Conway has no plans to go independent

CLARE Fine Gael Senator Martin Conway said he has no immediate plans to run as an independent candidate if he is not selected as one of the party’s candidates at their Dáil selection convention this Friday night.

Speculation has been rife that the Ennistymon-based Senator might run as an independent if he is not chosen on the ticket. However, Senator Conway is confident that he will get a chance to run for Fine Gael at the next election and feels he should be added as a third candidate, if he is unsuccessful at convention.

Asked if he would run as an independent candidate, he said, “No one can predict the future. Running as an independent is a situation I wouldn’t countenance. I have no immediate plans to run as an independent.

“I believe my performance over the last few years, my proven vote-getting record and my geographical position makes a strong case for why I should be part of the Fine Gael ticket,” he said.

He believes the three-candidate strategy served the party well in 2011, describing a two-candidate strategy as a “dangerous risk”.
With Noleen Moran (Sinn Féin), who has strong North Clare links and Clare County Board GAA chairman, Michael McDonagh, from Miltown, entering the race, Senator Conway believes he is well placed to reduce their ability to secure votes in North and West Clare, noting that his political colleague, Bill Slattery, secured a seat on Clare County Council against the odds last year.

“If I am selected on the ticket, I believe I will keep the Sinn Féin and Fianna Fáil candidates at a certain level,” he claimed.

“During my four and a half years in the Seanad, I believe I have proved to be a strong parliamentarian and a good media performer. I believe I have a decent media profile and I am someone with life experience as a person with a disability, which is something that Fine Gael would necessarily not have had in the past.”

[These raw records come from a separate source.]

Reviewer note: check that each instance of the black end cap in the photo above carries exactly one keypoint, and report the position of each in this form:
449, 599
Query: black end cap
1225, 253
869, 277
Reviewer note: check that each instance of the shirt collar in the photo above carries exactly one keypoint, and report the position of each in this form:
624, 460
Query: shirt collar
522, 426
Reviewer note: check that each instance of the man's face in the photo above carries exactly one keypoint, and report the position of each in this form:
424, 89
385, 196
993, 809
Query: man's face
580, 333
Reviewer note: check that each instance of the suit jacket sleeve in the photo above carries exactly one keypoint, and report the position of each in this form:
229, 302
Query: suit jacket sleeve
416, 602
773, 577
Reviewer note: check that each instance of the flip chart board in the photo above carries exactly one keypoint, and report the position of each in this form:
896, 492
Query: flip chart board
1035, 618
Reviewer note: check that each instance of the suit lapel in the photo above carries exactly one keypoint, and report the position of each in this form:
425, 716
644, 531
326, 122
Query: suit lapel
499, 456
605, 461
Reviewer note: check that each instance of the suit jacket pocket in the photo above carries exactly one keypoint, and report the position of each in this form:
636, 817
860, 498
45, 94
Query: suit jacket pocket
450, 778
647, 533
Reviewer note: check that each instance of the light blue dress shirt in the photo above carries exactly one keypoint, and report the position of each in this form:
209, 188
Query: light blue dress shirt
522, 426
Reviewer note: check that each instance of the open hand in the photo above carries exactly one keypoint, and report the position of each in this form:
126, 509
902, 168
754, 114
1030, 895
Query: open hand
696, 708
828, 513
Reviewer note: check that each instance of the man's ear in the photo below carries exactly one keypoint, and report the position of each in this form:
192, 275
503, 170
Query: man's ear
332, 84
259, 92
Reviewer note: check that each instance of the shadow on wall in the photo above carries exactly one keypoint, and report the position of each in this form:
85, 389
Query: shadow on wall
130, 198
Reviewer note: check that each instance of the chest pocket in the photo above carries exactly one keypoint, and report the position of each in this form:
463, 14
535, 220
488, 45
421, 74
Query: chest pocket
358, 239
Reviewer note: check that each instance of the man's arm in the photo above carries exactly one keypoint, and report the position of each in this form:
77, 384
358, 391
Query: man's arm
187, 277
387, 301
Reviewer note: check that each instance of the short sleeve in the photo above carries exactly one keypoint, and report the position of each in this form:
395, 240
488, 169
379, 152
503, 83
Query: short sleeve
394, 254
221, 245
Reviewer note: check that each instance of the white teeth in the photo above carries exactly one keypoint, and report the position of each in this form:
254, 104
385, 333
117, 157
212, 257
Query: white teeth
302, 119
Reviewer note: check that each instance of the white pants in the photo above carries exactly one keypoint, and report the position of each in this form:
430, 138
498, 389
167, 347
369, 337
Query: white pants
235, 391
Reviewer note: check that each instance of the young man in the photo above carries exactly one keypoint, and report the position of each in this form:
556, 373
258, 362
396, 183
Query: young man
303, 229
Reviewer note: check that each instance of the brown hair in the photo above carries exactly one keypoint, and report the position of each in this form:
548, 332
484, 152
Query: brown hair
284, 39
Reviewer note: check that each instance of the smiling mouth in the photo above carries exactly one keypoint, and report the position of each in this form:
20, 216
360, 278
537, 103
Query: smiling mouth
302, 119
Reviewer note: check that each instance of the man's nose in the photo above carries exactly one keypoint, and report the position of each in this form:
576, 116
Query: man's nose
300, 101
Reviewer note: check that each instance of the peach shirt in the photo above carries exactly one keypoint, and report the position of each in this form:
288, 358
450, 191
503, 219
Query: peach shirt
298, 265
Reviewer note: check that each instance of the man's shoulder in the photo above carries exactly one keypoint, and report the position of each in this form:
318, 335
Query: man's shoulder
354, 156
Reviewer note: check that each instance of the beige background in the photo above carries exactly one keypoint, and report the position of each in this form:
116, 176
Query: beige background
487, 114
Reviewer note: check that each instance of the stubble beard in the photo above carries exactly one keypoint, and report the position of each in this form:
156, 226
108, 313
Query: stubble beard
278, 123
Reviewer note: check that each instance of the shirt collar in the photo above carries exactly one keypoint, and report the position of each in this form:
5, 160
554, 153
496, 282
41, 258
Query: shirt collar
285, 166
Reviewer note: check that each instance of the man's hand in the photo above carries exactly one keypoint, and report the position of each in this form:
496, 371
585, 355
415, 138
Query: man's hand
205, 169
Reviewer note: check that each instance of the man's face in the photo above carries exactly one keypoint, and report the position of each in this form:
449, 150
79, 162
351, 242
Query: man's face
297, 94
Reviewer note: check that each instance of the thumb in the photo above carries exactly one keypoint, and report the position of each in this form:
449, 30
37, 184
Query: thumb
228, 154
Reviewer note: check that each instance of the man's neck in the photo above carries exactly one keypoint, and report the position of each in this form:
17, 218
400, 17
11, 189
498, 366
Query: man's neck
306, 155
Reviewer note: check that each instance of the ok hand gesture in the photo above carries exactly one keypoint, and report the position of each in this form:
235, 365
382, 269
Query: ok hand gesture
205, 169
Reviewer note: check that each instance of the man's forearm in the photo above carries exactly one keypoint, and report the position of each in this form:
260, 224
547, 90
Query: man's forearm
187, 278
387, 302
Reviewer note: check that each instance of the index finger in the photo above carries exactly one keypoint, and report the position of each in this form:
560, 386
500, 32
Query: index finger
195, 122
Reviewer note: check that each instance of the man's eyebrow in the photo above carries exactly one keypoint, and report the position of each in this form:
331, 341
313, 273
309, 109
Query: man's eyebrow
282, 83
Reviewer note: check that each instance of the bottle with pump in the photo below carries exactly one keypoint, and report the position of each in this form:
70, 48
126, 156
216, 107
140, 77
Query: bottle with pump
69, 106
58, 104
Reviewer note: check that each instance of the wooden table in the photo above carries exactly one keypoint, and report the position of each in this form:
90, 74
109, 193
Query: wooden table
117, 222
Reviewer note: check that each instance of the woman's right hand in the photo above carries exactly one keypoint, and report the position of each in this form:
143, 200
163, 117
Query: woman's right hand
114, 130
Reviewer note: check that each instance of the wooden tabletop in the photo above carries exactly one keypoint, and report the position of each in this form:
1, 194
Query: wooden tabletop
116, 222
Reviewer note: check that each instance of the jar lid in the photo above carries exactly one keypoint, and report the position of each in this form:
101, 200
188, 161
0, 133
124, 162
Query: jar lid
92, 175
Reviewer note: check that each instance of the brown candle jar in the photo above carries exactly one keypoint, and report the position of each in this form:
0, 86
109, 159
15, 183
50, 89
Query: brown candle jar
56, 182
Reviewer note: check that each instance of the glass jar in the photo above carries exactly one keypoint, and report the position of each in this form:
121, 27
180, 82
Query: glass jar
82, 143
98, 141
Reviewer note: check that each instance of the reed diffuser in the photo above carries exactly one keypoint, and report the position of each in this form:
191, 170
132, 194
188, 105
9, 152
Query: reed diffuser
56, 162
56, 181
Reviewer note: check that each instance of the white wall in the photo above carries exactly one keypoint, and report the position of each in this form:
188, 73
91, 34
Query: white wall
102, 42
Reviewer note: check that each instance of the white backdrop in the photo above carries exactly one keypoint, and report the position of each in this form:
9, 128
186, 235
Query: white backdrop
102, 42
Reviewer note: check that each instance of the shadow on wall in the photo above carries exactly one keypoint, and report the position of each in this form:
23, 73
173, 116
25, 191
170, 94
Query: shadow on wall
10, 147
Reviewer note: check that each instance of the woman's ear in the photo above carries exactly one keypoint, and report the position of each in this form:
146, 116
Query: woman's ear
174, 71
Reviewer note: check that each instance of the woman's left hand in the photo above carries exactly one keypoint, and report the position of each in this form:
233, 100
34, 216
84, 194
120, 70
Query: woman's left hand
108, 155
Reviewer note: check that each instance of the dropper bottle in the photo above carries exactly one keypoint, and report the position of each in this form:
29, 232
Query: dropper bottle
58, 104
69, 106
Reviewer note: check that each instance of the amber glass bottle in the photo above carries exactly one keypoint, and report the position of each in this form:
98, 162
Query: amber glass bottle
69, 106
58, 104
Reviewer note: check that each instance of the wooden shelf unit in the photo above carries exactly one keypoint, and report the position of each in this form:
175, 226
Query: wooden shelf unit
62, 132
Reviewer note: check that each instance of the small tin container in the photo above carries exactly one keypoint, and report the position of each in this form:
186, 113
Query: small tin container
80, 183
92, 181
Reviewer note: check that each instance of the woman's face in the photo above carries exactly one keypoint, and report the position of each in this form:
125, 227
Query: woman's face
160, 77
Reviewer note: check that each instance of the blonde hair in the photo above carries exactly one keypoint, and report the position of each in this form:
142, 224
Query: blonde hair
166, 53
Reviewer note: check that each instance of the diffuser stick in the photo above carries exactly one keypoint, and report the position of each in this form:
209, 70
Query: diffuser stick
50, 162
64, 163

It is expected that the West County Hotel in Ennis will be packed to the rafters for the selection convention which will see when four Oireachtas members, Deputies Pat Breen and Joe Carey and Senators Martin Conway and Tony Mulcahy do battle with Councillor Mary Howard and Quin’s Ger O’Halloran.

No decision has been announced as to whether or not two or three candidates would be selected by the 1,020 delegates who are entitled to vote.

Fine Gael regional party organiser, Jim McMahon, expects that a directive will be issued about the election strategy to delegates before voting takes place.

The general political consensus suggests that delegates will be asked to choose two candidates on the night, while a decision to add a third and possibly a fourth candidate will be made after the party conducts internal polls and further consultation.

Outgoing Deputies Pat Breen and Joe Carey will be fancied to each win a place on the party’s Dáil ticket. However, the fact that the highest number of candidates in recent times will contest the convention means that a surprise selection, while unlikely, cannot be completely ruled out.

Councillor Joe Cooney expects delegates will select the two outgoing deputies, as he believes they have served the county well over the last four and a half years.

He predicts the party will be asked to select two candidates on Friday, while a decision to add another candidate will be deferred until a later date.

He acknowledged it would be far better if the party’s general election strategy is decided before the convention.